This is my first post here, but I've benefited a lot from this forum's results popping up in google search results.
I've been teaching myself semi-parametric regression using penalized splines. Basically, $$ \hat{y} = X(X'X + \lambda D)^{-1}X'y $$ where X is full of knots in addition to my original variables, $\lambda$ is a penalty term applied to the knots. (See e.g. Wood 2006 or Ruppert, Wand & Carrol 2003 if you want to learn this stuff).
My data has cluster-wise autocorrelation, and probably heteroskedasticity as well. My training is in econometrics, so naturally I want to represent the variance-covariance matrix as $$ X(X'X + \lambda D)^{-1}\left(\displaystyle\sum_j X'_j \epsilon_j \epsilon_j'X\right)(X'X + \lambda D)^{-1}X' $$ The above assumes independence between clusters but not within them, and doesn't assume homoskedasticity. This should give me correct se's.
My problem is that I don't just care about se's. With semi-parametrics, I need confidence intervals on plots.
EDIT some time later:
I've developed a quasi-brute-force way of doing this by hacking mgcv
. The general approach is to calculate my own parameter covariance matrix and stuff it into mgcv
's. It is then used by other functions to calculate CI's and give CI's on plots This is very much a work in progress and I'm not confident in it yet, but I'm putting it up in hopes it might be a first step towards something that works, invite feedback, and perhaps eventually be useful to others. Here it is as it stands:
Another EDIT: The function now tries to get the full penalty matrix by inverting the parameter covariance matrix and the subtracting off $X'X$. Weirdly, the parameter covariance matrix supplied by mgcv
is often not invertible.
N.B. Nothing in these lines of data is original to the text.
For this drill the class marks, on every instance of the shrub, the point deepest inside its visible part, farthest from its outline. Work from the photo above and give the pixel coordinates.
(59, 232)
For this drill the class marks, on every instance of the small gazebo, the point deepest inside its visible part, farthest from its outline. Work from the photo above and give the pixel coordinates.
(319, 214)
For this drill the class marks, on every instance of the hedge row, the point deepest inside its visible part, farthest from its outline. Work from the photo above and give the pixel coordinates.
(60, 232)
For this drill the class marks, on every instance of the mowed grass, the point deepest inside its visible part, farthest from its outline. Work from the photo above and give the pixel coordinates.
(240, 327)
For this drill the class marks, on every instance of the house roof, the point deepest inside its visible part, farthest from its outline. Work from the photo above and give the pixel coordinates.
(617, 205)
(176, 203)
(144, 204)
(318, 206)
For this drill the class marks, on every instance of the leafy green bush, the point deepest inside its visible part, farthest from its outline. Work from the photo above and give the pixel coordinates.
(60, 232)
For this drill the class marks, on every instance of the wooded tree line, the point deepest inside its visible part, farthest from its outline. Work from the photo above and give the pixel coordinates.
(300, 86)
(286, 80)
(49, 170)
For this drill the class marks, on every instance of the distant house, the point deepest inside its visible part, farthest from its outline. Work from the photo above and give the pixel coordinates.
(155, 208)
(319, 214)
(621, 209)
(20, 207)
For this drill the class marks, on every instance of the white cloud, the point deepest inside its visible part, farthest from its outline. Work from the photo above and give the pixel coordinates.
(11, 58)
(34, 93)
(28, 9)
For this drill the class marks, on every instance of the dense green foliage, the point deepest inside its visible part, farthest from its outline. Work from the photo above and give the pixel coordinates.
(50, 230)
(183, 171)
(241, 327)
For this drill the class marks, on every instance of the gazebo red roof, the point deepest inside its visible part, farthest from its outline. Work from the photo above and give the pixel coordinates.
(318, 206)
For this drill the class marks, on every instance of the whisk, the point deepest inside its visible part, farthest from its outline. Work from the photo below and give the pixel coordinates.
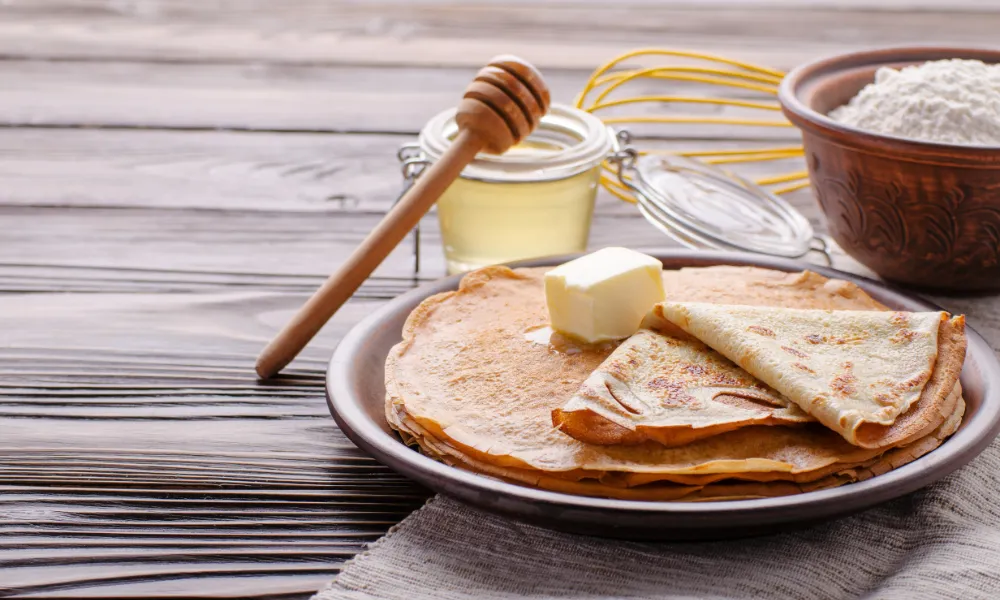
(606, 84)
I have no idea why this would be the case, after removing auto-dropped redundant dummies. Anybody have any ideas here? I'm using generalized inverses as a hack for the moment, and I'm not sure exactly what sort of distortion that will add to my results.
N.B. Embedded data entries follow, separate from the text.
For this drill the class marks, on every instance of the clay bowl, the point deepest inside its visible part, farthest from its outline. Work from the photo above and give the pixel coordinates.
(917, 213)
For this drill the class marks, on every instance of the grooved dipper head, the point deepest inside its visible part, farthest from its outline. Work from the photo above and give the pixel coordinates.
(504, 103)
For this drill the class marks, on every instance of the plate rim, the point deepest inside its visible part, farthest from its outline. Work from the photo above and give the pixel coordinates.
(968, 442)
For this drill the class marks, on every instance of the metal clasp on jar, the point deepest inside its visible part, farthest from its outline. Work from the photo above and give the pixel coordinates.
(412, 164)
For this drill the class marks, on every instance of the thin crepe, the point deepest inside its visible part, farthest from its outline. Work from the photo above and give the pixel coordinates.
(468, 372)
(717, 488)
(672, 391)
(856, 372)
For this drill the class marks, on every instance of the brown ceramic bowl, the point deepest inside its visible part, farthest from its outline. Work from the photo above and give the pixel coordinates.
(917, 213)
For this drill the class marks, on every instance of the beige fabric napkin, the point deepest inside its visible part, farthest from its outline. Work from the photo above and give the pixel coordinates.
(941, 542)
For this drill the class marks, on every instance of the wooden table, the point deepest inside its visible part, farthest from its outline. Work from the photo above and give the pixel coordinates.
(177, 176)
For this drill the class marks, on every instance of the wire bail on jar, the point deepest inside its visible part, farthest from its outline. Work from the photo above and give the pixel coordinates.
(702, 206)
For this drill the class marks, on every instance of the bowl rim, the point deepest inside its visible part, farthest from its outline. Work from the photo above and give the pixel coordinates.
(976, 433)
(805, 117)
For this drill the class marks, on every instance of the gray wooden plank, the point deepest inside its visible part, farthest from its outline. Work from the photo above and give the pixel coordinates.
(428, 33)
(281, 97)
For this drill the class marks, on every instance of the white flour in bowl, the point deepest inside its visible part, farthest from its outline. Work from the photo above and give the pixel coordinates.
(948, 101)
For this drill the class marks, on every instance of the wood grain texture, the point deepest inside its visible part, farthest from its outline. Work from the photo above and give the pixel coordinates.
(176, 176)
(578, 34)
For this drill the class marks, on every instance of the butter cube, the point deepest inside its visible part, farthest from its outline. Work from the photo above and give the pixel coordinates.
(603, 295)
clusterGAM = function(m,clustvar){
require(MASS)
mm = predict(m,type='lpmatrix') #Get model X matrix
mm = mm[,colnames(mm) %in% names(coefficients(m))[rowSums(m$Vp)!=0]] #Cut out coefficients from model matrix that get auto-dropped due to collinearity
meat = matrix(rep(0,ncol(mm)*ncol(mm)),ncol(mm)) #Pre-fill a meat matrix
for (i in 1:length(unique(clustvar))){#This sums over the clusters
X = mm[clustvar == unique(clustvar)[i],]
e = residuals(m)[clustvar == unique(clustvar)[i]]
meat = meat+t(X) %*% e %*% t(e) %*% X
}
M <- length(unique(clustvar))
N <- length(clustvar)
K <- sum(m$edf) #use EDF instead of K
dfc <- (M/(M-1))*((N-1)/(N-K))#Degrees of freedom correction
Vp = vcov(m,dispersion=1)
Vp = Vp[rowSums(m$Vp)!=0,rowSums(m$Vp)!=0]
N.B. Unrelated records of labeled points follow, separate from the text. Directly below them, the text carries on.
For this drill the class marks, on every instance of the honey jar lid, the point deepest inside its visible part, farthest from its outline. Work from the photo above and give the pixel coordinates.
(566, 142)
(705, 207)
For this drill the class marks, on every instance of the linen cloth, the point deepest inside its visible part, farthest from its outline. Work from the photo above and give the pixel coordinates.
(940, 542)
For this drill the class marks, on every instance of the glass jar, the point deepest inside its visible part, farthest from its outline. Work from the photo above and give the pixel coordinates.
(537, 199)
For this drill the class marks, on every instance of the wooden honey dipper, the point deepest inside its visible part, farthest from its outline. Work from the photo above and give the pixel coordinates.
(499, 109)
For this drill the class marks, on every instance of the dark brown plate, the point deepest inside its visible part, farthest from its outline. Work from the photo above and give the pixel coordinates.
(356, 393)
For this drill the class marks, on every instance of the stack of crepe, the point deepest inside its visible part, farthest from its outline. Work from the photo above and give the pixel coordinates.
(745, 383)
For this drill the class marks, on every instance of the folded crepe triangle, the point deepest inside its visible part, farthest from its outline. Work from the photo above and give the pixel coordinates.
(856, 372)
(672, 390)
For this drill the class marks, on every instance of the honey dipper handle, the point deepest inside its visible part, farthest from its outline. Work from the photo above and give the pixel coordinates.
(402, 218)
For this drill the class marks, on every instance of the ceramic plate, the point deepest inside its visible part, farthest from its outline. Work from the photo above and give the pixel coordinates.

S = tryCatch(solve(Vp) - t(mm)%*%mm, error=function(e) e, finally=NA)
if(inherits(S, "error")) {
S = ginv(Vp) - t(mm)%*%mm
print("Warning: Generalized inverse used to extract the penalty matrix")
}
vcv = tryCatch(dfc*solve(t(mm)%*%mm+S)%*%meat %*% solve(t(mm)%*%mm+S), error=function(e) e, finally=NA)
if(inherits(vcv, "error")) {
vcv = dfc*ginv(t(mm)%*%mm+S)%*%meat %*% ginv(t(mm)%*%mm+S)
print("Warning: Generalized inverse used to calculate the Vp matrix")
} #Get the vcv
if (length(which(rowSums(m$Vp)==0)!=0)){ #If any zero rows got knocked out, put them back in
zeros = which(rowSums(m$Vp)==0)
for (i in 1:length(zeros)){
vcv = rbind(vcv[0:(zeros[i]-1),],0,vcv[(zeros[i]):nrow(vcv),])
vcv = cbind(vcv[,0:(zeros[i]-1)],0,vcv[,(zeros[i]):ncol(vcv)])
}
}
m$Vp = vcv #stuff the new vcv into the place where the plots and the summary gets made from
m
}
*edited to be able to handle tensors
Some data to run it with
load(broken link)
head(sdat)
N = nrow(sdat)
#set.seed(417)
sdat$x = with(sdat,log(y+1+runif(N)*T)+rexp(N)) #Making a fake smooth covariate
plot(sdat$x,sdat$y)
m = gam(y~ID+G:t+T+s(x)-1,data=sdat)#LSDV panel model with time x group FEs and one smooth function
par(mfrow=c(1,2))
plot(m,ylim=c(-.75,2))
summary(m)
m = clusterGAM(m,sdat$G)
plot(m,ylim=c(-.75,2)) #the confidence intervals shrink a bit. This seems counterintuitive.
summary(m) #SE on T gets a little bit bigger, as it probably should if you account for repeated observations
#Now try it with a tensor
sdat$z = with(sdat,y+x+rnorm(N))
m = gam(y~ID+G:t+T+te(x,z)-1,data=sdat)
summary(m)
vis.gam(m,view=c('x','z'),se=2,theta=150,phi=20)
m = clusterGAM(m,sdat$G)
vis.gam(m,view=c('x','z'),se=2,theta=150,phi=20)
It could be broken either by my imperfect understanding of the math involved, or the internal workings of mgcv
. As it stands, the standard errors on parametric dummies are inflated in ways that seem reasonable, but confidence intervals on smooth terms seem like they get shrunk, which seems wrong.
Any comments towards improving this would be greatly appreciated.
As a final note: I'm not a stats PhD. I'm a grad student doing applied work, and probably spending far more time than I should letting myself get bothered by functional form assumptions.